While the disease ravages populations and the global economy grinds to a halt with 40% of the planet in lockdown, experts are struggling to get a grip on the scale of the crisis that is forecast to cause a worldwide recession.

Analysts say there are likely more dark days ahead, with Trump abandoning his timetable for life returning to normal in the United States and extending emergency restrictions for another month.

The president said he expected the country to “be well on our way to recovery” by June 1 – dropping his previous target of mid-April.

Meanwhile, senior US scientist Anthony Fauci issued a tentative prediction that COVID-19 could claim up to 200,000 lives in the US.

Governments and central banks have acted to shore up the global economy, pledging around $5 trillion in stimulus support, with China on Monday joining the party by lowering bank borrowing costs and pumping billions of dollars into financial markets, while Singapore also eased rates.

AxiCorp’s Stephen Innes said markets looked like they were “nearing policy fatigue where it becomes less effective, and as the surprise element diminishes, no one cares”.

“So, while policy responses in the US and Europe have been spectacular... the coronavirus keeps spreading globally, deepening fears of the economic and financial impact across countries. More market turmoil likely lies ahead.”
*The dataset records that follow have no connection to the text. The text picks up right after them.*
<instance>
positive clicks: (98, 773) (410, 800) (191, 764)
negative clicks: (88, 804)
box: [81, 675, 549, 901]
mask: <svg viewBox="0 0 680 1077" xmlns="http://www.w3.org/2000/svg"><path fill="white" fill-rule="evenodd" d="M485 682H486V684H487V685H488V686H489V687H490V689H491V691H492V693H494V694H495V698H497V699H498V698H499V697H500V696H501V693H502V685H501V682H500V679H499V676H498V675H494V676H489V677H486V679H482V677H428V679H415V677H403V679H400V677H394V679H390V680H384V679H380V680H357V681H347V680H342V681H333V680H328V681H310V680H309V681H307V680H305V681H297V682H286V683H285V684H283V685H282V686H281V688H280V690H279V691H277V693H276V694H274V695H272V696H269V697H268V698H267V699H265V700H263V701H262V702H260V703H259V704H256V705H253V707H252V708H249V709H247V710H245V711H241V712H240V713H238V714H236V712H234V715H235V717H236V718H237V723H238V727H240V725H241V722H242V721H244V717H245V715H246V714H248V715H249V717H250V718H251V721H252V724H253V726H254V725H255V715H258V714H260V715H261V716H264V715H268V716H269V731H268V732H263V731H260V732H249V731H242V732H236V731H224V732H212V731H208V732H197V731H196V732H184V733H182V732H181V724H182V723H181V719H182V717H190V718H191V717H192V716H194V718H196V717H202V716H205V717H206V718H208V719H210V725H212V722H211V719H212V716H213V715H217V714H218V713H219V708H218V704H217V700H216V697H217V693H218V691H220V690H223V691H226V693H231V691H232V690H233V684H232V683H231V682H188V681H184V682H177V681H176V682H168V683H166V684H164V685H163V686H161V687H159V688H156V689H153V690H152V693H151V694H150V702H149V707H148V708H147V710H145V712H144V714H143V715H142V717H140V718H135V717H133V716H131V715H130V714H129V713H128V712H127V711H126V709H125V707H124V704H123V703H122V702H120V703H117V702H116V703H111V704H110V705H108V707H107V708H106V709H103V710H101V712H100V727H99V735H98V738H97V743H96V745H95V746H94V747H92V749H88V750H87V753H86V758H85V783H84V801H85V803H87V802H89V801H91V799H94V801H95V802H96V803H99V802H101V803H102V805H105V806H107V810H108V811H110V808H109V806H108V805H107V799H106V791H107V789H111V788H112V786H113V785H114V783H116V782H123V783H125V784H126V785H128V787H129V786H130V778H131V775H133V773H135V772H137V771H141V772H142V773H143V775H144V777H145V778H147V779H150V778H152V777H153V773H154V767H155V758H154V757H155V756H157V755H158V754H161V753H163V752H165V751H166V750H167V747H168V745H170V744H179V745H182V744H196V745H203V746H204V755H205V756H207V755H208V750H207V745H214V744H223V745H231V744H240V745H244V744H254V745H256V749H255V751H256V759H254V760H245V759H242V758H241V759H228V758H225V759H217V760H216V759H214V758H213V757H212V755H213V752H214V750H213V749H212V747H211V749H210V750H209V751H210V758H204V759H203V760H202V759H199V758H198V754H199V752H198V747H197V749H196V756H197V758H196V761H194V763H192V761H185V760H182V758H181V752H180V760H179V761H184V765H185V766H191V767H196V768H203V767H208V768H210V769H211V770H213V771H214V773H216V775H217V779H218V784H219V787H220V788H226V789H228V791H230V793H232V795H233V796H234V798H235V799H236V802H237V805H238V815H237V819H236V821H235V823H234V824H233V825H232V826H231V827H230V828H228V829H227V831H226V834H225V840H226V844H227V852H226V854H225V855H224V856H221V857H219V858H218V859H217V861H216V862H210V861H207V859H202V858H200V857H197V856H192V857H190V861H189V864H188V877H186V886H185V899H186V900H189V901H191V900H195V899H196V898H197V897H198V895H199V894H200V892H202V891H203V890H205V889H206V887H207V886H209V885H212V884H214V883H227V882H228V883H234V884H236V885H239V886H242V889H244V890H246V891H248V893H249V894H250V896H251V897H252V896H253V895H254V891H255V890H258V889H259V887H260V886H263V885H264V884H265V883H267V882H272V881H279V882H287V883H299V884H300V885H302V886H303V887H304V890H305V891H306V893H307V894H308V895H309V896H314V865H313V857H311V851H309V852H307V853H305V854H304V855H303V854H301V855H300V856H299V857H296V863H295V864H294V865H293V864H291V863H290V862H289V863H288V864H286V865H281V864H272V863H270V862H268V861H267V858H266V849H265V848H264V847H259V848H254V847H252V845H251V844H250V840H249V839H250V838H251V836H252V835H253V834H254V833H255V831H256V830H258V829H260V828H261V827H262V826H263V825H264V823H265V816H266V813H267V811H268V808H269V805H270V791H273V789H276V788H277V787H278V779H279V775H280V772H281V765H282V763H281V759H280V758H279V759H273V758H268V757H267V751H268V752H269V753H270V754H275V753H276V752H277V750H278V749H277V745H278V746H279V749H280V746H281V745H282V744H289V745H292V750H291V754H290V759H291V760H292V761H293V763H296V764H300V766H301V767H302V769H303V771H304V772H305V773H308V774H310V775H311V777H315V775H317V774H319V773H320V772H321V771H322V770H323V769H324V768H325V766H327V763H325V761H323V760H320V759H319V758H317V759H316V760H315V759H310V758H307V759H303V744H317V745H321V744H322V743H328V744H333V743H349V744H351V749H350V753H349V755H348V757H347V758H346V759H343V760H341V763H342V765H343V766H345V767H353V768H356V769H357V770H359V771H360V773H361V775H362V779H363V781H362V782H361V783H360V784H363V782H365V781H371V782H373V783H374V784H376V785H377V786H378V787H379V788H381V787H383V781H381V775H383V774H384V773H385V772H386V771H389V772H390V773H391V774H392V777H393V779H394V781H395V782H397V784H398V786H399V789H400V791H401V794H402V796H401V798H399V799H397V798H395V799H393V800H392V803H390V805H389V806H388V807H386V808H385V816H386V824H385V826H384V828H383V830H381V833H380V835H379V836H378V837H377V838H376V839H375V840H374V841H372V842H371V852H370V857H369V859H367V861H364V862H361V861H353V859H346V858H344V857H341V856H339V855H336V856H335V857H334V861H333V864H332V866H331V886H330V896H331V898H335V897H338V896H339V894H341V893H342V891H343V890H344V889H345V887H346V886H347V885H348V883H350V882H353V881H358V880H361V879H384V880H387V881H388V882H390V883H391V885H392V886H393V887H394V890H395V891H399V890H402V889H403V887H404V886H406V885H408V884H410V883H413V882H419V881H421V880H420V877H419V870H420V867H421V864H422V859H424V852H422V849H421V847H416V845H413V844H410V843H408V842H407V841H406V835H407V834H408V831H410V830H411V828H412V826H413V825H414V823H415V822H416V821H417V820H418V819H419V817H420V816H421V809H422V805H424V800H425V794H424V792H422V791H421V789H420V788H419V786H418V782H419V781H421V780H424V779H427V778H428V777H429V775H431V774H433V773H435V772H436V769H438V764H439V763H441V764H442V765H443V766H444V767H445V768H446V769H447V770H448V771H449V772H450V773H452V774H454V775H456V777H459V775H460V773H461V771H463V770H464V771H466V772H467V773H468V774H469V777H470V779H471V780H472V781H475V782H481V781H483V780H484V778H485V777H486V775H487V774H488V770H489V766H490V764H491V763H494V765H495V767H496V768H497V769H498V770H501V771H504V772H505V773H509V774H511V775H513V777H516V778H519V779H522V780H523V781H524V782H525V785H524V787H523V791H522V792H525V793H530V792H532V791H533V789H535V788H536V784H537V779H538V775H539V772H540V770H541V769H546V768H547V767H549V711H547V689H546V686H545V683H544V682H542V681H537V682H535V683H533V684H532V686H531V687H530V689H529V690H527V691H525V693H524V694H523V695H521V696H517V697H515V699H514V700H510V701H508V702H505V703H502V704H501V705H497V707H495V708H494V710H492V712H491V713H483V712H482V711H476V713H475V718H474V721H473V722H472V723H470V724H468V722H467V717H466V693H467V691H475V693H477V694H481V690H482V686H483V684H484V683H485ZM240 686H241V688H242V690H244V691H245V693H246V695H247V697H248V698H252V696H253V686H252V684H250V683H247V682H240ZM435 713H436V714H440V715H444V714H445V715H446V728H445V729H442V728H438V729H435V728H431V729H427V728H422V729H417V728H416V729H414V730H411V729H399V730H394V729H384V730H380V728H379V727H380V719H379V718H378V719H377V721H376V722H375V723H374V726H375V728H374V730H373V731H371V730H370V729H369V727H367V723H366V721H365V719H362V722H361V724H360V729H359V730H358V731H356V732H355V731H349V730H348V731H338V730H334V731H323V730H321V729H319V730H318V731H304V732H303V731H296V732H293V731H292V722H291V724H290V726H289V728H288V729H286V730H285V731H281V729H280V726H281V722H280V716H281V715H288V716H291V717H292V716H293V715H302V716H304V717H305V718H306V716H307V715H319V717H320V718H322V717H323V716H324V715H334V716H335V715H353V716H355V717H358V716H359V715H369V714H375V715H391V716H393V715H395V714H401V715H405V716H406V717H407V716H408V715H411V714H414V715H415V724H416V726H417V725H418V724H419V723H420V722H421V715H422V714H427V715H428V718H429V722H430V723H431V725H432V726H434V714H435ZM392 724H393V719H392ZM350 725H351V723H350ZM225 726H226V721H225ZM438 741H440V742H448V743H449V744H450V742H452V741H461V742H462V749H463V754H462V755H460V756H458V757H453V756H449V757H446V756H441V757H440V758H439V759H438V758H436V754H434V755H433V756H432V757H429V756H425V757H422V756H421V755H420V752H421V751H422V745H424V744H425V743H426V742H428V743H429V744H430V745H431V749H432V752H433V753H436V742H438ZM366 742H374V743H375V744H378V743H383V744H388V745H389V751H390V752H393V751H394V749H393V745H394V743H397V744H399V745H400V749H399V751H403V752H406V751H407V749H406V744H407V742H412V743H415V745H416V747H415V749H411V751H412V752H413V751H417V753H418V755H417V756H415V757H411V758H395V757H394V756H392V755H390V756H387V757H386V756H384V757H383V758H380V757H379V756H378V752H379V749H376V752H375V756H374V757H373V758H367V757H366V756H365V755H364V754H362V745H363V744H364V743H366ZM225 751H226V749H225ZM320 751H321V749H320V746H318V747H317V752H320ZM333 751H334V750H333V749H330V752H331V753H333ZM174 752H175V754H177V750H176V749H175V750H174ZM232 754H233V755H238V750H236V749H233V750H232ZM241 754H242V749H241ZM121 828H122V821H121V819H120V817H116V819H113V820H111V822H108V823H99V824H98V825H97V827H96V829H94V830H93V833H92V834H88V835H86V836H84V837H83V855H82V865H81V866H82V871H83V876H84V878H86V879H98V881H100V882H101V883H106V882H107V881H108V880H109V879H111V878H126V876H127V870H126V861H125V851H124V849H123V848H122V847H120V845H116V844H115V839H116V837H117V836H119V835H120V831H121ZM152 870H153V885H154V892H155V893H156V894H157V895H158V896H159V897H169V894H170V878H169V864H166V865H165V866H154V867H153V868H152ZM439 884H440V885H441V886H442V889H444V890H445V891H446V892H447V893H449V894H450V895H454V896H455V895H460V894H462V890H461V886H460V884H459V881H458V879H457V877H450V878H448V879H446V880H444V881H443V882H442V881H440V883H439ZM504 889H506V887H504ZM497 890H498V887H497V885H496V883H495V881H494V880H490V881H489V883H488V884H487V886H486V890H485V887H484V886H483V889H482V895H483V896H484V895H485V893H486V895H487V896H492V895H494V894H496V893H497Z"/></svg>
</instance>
He also pointed out that with the corporate reporting season approaching, “now we are about to enter a vortex of bad earnings, bad economic data, and bankruptcies.”

The downbeat mood weighed on Asian equities, though most pared their morning losses. Tokyo and Hong Kong ended more than 1% down, while Shanghai was off 0.9%.

Mumbai and Manila lost more than 2%, while Taipei slipped 0.7%. Seoul was flat, while there were also losses in Bangkok and Jakarta.

Singapore slid more than 4% as investors brushed off the city-state’s monetary policy easing measures that came days after data showed it was heading for a deep recession.

However, Sydney soared 7% in its best one-day performance following a more than 5% slide on Friday.

Traders also were buoyed by data pointing to a slowdown in new infections in Australia as well as an $80-billion government economic support package that was unveiled after markets closed but was widely expected.

In early trade, London and Paris each lost around 2.8% while Frankfurt was down 1.6%.

“The big question for markets is whether the huge stimulus introduced so far across the globe will be enough to help the global economy withstand the economic shock from the COVID-19 containment measures,” said National Australia Bank’s Rodrigo Catril.